Internet surfeGrs end up in Cheyenne, Wyoming after Chinese censors hit wrong key

'If you monkey with a system that’s supposed to provide global connectivity, it’s very easy to make mistakes'



For one afternoon this week, the internet capital of the world was no longer San Francisco, Stockholm or Seoul, but Cheyenne, Wyoming, a modest city of 60,000 inhabitants.

In what The New York Times has described as potentially the biggest internet failure in history, as many as three-quarters of China’s 500 million web users were left with blank screens from 3.15pm local time on Tuesday. Some were unable to load websites for up to eight hours.

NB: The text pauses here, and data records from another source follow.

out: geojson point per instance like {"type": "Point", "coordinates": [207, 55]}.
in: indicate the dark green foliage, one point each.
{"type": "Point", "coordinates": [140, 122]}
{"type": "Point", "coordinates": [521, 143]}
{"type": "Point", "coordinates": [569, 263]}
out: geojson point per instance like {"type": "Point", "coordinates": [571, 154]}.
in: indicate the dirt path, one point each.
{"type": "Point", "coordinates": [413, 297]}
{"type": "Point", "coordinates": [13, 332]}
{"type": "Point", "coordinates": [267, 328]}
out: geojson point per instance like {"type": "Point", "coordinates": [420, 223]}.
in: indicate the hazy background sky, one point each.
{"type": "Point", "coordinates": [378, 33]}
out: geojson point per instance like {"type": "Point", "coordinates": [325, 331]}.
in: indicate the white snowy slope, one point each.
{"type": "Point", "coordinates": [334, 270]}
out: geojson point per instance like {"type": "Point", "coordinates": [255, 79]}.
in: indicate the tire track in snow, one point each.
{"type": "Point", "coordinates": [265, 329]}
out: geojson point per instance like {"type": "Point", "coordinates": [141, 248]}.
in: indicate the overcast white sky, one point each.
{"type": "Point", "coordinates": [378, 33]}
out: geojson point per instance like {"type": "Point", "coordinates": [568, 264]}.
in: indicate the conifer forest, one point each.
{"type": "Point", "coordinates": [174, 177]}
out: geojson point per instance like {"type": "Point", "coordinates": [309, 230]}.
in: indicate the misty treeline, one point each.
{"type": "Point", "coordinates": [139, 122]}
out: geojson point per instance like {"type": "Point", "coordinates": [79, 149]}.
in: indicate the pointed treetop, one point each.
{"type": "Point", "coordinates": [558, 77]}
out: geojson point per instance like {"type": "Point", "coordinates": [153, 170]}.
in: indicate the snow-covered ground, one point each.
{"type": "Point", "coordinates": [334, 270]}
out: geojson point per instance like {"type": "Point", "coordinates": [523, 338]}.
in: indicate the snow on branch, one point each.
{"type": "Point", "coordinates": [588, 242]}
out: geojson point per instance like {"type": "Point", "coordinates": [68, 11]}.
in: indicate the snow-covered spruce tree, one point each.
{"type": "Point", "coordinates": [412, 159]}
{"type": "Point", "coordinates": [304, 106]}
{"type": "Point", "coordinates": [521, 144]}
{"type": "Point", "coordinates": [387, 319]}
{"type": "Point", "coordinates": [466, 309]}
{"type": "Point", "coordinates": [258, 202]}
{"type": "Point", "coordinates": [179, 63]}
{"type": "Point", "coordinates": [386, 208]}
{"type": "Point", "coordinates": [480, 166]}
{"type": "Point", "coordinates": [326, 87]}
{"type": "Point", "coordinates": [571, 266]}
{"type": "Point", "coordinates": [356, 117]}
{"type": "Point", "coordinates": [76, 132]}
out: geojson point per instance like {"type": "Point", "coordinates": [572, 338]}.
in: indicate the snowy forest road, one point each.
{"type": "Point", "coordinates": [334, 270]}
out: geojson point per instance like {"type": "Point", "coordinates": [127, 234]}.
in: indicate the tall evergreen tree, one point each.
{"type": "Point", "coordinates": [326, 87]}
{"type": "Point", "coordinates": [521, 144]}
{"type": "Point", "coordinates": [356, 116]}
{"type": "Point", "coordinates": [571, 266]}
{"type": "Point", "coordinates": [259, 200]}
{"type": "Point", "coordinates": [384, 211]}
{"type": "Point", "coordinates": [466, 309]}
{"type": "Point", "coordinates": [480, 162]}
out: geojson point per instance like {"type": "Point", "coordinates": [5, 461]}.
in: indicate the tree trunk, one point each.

It is now thought the outage was the fault of the Chinese government’s cyber-security apparatus – known as the “Great Firewall” – which mistakenly diverted traffic to web addresses it would normally block. Several of those sites were registered to a business in an unremarkable two-storey building on Pioneer Avenue in Cheyenne.

The Great Firewall is meant to keep Chinese web users away from content critical of the Beijing government. Yet many get round it by using a foreign IP address – a service offered by several companies outside China, including Sophidea, the firm registered at Pioneer Avenue. Experts believe the Chinese authorities were trying to block these services, but instead flooded them with traffic, causing them to crash.

James Lewis, a cyber-security expert at the Centre for Strategic and International Studies in Washington DC, said such errors were not new. “The Pakistanis tried to block YouTube in Pakistan and instead blocked it in large portions of the world,” he said.

“The Chinese once ‘accidentally’ misrouted 15 per cent of the world’s internet traffic through a Chinese server. If you monkey with a system that’s supposed to provide global connectivity, it’s very easy to make mistakes.”

Pioneer Avenue is the official home of around 8,000 companies, all under the aegis of Wyoming Corporate Services, a “mass-incorporator” allowing clients to create shell companies with an on-paper home in a state with a favourable regulatory system, such as Wyoming. The Chinese web traffic was not sent to Pioneer Avenue itself, but to Sophidea’s servers, whose location remains a mystery – the company and its owners are not publicly listed.

Dynamic Internet Technology, which helps Chinese users access anti-government content, also reported a surge of traffic. Bill Xia, its founder, told The Wall Street Journal, “It was hundreds of thousands of users per second. They were sending [all of] China to us.”